Ports covered by the Global Port Tracker are expected to collectively handle 20 million TEUs of imports for 2017, which would be a 6.4 percent increase from last year’s record of 18.8 million TEUs.
Imports at the nation’s major retail container ports held strong in October, according to the latest monthly Global Port Tracker report by the National Retail Federation (NRF) and Hackett Associates.
Ports covered by the Global Port Tracker handled 1.77 million TEUs of imports in October, the latest month for which after-the-fact numbers are available, up 0.3 percent from September and a year-over-year boost of 5.9 percent.
For November, ports covered by the Global Port Tracker are expected to have handled 1.64 million TEUs of imports, down 0.3 percent year-over-year, while December is forecast at 1.6 million TEUs of imports, which would be a 1.5 percent year-over-year increase.
November figures are already starting to surface, with the Port of Virginia handling 110,673 TEUs of loaded containerized imports during the month, up 8.7 percent from November 2016, the port said.
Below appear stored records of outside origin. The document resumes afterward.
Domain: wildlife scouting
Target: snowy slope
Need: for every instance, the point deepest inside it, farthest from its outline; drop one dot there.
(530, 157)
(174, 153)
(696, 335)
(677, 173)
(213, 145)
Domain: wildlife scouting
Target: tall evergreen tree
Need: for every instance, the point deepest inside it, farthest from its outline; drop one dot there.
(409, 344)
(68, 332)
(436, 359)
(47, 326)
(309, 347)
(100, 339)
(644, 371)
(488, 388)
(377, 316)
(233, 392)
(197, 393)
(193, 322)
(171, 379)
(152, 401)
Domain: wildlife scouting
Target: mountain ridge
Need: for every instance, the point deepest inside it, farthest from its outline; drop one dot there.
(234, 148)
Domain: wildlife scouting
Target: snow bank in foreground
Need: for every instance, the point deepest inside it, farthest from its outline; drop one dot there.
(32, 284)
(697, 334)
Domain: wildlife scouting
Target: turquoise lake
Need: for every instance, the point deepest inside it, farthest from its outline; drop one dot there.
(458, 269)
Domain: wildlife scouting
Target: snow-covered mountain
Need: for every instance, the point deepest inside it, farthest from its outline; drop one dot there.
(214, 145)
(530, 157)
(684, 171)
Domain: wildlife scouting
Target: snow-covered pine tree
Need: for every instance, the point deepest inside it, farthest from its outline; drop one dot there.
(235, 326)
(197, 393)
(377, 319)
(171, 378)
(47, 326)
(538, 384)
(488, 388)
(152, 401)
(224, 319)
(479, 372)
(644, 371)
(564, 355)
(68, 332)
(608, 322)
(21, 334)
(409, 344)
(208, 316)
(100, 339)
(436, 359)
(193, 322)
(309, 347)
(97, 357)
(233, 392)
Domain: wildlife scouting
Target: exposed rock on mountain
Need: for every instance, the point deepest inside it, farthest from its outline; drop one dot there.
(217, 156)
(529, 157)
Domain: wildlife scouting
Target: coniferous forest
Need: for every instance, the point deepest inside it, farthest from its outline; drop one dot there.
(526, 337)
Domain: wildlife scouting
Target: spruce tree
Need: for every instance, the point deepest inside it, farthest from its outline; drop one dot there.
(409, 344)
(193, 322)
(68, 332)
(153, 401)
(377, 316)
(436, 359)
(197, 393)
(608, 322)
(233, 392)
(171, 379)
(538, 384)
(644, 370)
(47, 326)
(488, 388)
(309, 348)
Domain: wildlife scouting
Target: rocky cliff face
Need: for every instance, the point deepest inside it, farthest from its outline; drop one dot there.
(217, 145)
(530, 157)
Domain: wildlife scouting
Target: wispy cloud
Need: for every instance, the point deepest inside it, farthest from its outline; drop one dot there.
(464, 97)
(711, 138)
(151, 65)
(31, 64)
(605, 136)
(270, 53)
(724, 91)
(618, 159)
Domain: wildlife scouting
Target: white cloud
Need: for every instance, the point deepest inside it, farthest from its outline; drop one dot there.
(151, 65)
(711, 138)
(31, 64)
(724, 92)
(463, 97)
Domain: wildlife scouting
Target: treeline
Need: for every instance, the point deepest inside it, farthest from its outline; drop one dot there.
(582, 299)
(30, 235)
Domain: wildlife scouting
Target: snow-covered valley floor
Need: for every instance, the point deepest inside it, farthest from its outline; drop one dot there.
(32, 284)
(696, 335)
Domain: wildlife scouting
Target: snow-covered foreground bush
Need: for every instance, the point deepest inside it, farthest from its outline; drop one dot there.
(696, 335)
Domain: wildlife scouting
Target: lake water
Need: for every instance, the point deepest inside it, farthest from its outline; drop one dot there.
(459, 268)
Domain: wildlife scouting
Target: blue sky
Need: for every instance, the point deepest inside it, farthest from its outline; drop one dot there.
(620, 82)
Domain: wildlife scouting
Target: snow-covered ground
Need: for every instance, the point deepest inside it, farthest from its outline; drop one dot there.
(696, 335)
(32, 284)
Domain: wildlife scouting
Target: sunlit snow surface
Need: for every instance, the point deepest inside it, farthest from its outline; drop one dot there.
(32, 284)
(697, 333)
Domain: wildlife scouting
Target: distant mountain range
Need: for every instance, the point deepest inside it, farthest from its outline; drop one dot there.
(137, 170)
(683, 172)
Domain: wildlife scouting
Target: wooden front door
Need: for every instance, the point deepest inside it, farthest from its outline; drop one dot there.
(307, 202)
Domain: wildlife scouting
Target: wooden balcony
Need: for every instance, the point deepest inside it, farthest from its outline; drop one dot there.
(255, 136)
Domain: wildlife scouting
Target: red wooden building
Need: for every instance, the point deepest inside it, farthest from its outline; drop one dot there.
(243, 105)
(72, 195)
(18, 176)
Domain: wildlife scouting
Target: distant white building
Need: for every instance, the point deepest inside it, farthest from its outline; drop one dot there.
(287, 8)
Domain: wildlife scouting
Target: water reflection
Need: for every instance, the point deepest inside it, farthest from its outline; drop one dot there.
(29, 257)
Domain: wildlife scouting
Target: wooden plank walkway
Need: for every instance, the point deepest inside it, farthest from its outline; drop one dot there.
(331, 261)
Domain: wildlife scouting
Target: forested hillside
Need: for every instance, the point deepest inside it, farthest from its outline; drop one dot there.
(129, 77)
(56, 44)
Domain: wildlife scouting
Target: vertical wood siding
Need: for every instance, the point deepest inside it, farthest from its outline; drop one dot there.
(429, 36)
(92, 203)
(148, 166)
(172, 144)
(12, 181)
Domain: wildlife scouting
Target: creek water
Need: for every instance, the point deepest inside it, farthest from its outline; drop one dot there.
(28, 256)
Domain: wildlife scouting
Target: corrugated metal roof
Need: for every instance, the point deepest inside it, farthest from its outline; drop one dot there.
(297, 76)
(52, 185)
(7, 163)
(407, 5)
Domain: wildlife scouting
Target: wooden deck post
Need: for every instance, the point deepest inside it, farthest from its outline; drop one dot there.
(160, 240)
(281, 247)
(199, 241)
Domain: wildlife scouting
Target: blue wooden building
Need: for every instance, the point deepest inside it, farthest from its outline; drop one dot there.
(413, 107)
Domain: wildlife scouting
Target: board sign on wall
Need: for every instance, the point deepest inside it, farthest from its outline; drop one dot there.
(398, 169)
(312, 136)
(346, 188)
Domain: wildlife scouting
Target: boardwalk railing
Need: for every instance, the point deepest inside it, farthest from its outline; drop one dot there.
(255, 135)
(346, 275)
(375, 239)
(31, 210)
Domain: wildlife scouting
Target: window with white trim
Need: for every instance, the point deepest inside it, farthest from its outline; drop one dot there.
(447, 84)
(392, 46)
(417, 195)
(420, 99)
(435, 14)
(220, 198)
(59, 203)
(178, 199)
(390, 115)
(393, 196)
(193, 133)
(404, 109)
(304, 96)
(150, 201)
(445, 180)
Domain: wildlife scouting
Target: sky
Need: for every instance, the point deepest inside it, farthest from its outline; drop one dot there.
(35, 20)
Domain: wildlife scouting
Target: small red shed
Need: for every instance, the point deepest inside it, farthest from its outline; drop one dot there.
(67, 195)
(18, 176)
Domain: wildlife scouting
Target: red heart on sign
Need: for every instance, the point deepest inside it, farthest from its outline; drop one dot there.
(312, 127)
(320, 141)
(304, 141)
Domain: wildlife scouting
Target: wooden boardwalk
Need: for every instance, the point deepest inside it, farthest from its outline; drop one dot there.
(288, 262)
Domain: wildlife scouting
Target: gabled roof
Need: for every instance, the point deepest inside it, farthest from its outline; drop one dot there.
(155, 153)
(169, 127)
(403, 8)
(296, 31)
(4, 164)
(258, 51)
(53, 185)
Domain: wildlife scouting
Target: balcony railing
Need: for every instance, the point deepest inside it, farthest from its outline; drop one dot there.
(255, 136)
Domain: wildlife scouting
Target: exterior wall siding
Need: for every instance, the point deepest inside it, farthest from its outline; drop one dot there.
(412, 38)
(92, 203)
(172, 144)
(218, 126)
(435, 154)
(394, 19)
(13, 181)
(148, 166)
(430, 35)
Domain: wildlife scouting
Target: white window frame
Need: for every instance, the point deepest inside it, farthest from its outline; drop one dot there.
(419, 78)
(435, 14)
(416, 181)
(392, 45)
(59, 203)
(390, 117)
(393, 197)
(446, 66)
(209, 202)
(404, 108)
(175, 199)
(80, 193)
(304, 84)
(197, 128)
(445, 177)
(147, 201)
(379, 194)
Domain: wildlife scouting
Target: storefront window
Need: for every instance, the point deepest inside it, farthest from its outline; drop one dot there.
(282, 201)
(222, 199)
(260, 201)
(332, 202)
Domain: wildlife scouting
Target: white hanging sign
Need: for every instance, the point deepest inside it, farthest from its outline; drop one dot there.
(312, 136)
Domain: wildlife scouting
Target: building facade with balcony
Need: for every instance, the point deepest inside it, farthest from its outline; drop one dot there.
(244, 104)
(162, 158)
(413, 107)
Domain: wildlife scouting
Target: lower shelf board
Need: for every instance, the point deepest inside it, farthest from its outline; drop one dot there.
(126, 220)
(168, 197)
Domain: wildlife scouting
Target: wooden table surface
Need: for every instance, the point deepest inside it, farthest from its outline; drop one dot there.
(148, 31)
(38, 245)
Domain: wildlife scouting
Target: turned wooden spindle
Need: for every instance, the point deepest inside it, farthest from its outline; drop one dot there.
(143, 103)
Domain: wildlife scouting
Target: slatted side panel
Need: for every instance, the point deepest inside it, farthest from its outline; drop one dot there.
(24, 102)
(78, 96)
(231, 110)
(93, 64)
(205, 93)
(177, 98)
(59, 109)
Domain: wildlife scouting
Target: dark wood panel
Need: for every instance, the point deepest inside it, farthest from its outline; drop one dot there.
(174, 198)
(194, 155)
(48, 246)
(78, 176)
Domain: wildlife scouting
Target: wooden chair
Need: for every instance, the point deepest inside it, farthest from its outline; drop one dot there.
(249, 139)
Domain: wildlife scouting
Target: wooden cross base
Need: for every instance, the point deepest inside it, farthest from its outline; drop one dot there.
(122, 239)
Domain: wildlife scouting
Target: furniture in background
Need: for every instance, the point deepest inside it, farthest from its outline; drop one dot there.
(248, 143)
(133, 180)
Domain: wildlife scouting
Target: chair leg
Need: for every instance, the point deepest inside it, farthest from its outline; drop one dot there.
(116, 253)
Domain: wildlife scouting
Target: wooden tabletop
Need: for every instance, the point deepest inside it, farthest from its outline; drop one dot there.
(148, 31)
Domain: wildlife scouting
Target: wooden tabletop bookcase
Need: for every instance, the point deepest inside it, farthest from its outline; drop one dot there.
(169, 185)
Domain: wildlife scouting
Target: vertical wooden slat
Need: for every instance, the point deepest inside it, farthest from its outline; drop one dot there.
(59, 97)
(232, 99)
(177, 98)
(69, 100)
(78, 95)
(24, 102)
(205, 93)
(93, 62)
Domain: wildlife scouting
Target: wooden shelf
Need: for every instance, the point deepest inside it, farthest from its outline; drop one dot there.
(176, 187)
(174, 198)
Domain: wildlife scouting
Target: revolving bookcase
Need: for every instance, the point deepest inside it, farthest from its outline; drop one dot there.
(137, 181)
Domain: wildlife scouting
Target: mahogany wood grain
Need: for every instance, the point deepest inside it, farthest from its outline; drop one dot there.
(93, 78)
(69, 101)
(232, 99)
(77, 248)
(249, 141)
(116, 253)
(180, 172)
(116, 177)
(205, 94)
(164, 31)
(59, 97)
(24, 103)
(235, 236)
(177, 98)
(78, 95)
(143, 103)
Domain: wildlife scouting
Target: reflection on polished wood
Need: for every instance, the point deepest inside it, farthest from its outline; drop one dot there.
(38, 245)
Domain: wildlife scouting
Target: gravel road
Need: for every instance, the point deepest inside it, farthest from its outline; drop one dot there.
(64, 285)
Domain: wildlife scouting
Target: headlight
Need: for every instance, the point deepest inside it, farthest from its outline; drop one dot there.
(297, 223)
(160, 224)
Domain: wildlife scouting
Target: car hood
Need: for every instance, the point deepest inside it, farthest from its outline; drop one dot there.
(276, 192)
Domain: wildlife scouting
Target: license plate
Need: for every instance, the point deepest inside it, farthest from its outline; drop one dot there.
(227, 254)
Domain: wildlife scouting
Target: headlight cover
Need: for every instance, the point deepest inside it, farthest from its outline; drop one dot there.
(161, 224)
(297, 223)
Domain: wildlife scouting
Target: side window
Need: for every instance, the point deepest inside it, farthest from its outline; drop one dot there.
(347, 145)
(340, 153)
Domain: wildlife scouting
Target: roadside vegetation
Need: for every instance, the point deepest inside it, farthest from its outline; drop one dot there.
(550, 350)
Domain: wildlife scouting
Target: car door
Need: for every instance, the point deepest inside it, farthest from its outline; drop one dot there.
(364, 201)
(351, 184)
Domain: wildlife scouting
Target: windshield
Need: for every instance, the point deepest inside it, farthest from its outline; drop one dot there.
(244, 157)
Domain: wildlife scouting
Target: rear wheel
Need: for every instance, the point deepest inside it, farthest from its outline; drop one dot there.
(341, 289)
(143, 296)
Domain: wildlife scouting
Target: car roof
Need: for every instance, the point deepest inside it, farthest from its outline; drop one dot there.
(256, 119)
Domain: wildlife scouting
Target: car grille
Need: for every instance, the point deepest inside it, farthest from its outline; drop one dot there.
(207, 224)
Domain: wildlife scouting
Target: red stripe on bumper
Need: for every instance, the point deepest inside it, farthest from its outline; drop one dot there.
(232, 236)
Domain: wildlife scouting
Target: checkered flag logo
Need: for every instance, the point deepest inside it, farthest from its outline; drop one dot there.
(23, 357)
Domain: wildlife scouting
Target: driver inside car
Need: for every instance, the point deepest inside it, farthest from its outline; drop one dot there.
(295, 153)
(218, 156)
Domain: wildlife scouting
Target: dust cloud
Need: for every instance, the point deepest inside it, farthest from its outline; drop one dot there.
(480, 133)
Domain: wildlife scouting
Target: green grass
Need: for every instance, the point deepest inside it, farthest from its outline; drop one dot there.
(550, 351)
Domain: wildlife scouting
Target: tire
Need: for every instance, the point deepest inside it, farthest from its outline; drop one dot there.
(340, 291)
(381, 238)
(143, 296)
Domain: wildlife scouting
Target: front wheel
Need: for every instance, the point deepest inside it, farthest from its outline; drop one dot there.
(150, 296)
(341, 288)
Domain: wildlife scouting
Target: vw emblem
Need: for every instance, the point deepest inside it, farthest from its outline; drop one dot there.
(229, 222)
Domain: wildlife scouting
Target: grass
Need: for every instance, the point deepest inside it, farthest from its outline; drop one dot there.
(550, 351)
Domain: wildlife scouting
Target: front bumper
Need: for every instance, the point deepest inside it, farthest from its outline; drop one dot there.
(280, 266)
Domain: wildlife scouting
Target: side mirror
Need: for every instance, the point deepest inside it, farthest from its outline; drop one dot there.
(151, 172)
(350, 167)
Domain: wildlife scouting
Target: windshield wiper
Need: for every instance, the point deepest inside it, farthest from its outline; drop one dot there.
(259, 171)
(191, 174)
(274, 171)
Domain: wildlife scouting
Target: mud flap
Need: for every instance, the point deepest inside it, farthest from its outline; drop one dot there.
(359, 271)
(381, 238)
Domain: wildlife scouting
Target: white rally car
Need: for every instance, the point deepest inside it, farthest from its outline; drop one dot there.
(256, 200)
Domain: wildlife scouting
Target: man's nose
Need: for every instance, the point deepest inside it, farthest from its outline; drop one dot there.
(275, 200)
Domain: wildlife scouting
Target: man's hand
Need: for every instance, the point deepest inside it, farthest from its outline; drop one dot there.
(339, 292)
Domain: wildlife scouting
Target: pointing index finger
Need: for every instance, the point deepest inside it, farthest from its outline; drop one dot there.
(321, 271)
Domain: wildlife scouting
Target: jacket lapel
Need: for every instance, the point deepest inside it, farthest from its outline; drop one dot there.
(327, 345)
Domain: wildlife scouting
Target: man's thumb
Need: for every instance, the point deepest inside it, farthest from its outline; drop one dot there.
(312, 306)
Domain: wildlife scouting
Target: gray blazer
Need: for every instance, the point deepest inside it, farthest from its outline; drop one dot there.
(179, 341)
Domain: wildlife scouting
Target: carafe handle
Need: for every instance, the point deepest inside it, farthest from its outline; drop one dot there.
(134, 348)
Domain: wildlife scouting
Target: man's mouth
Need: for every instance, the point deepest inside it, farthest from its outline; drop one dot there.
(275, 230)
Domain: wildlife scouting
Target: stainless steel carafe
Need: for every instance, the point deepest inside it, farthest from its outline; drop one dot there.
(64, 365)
Overall, the Global Port Tracker expects the ports it covers to collectively handle 20 million TEUs of imports for 2017, which would be a 6.4 percent increase from last year’s record of 18.8 million TEUs.
Looking ahead, the Global Port Tracker report forecasts the following import figures for each month for ports covered across the Global Port Tracker, compared to the same month in 2017:
• January at 1.67 million TEUs, down 0.5 percent;
• February at 1.6 million TEUs, up 11.6 percent;
• March at 1.5 million TEUs, down 2 percent;
• And April at 1.66 million TEUs, up 3.6 percent.
“The February and March percentages are skewed because of changes in when Asian factories close for Lunar New Year each year,” the NRF said.
Hackett Associates Founder Ben Hackett said, “We expect the coming six months to continue to grow, although at a reduced rate on a year-on-year basis. The second half of 2018 will be weaker than the first half, but recession is not on the horizon.”
However, NRF Vice President for Supply Chain and Customs Policy Jonathan Gold expressed concern if the U.S. pulls out of the North American Free Trade Agreement or engages in other anti-trade policy that fails to recognize the increased employment and other contributions imports make on the U.S. economy, the NRF said.
“Despite constant threats from the administration regarding trade, especially free trade agreements, imports have been riding high,” Gold said. “Concerns continue about what will happen in 2018 and beyond.”
Global Port Tracker, which is produced by Hackett Associates for the NRF, covers the U.S. ports of Los Angeles, Long Beach, Oakland, Seattle, Tacoma, New York/New Jersey, Hampton Roads, Charleston, Savannah, Port Everglades, Miami and Houston.